FILE PHOTO: A perimeter fence is constructed around what is officially known as a vocational skills education centre in Dabancheng

Ein Gebäude in Xinjiang, das offiziell als Ausbildungszentrum deklariert ist. Die EU wirft China schwere Menschenrechtsverletzungen in der Region vor.

(Foto: Thomas Peter/REUTERS)

Ein interner Bericht von EU-Kommissionspräsidentin von der Leyen klagt über Chinas autoritären Kurs, beklagt fehlende Fortschritte und plädiert für einen Schulterschluss mit US-Präsident Biden.

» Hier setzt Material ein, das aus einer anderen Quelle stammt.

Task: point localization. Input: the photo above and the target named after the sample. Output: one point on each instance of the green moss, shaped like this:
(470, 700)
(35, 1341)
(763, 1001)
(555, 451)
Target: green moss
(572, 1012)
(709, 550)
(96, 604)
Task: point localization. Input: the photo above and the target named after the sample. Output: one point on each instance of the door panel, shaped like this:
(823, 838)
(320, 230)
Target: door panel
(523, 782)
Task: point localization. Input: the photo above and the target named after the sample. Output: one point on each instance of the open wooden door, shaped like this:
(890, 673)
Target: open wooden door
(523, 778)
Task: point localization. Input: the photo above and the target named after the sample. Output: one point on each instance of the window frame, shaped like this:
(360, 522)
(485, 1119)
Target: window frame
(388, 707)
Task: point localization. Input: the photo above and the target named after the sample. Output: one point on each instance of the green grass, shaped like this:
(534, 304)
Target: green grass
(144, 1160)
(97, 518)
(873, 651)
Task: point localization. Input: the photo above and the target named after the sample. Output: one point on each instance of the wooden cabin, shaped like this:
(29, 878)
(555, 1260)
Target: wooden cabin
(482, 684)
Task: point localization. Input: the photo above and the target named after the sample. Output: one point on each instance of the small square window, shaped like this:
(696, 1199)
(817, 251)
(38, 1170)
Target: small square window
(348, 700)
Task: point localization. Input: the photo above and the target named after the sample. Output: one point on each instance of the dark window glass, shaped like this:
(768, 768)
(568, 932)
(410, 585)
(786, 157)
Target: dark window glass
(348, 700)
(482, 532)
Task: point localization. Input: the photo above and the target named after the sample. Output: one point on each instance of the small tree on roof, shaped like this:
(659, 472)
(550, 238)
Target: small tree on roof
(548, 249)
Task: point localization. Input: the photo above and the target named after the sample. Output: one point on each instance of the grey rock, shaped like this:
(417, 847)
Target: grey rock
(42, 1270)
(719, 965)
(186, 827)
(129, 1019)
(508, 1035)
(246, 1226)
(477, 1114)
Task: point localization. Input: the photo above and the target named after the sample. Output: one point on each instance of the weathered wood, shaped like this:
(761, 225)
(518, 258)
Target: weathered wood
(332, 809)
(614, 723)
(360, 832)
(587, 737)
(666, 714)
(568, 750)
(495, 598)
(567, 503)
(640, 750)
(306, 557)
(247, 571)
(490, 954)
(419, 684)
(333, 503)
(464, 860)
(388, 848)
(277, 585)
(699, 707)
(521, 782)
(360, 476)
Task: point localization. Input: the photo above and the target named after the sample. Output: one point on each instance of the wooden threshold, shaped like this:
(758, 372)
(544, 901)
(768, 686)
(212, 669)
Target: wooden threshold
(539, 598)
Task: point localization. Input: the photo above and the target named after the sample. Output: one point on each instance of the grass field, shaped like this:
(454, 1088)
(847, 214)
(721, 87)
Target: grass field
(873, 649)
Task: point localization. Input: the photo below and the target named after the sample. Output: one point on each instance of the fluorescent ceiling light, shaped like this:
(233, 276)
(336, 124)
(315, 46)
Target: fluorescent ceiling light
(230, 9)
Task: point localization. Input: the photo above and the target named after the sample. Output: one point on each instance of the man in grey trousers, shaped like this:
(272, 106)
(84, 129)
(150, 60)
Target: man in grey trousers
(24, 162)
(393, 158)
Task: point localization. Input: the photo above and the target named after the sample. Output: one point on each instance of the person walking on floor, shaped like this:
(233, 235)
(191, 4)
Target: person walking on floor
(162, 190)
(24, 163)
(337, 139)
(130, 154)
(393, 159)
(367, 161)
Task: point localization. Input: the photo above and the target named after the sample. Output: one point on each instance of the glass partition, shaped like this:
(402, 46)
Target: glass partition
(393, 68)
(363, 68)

Von Matthias Kolb, Brüssel

Weil sich die Beziehungen zwischen der Europäischen Union und China "in absehbarer Zukunft" nicht verbessern dürften, werben EU-Kommissionspräsidentin Ursula von der Leyen und der EU-Außenbeauftragte Josep Borrell für "weitere, robuste Maßnahmen" und ein enges Bündnis mit den USA. In einem Brief an die Staats- und Regierungschefs der EU schreiben sie, dass unter Präsident Xi Jinping die "autoritäre Verschiebung" in der Innenpolitik weitergehe, während China seine politischen und wirtschaftlichen Interessen weltweit "immer bestimmter" durchsetze.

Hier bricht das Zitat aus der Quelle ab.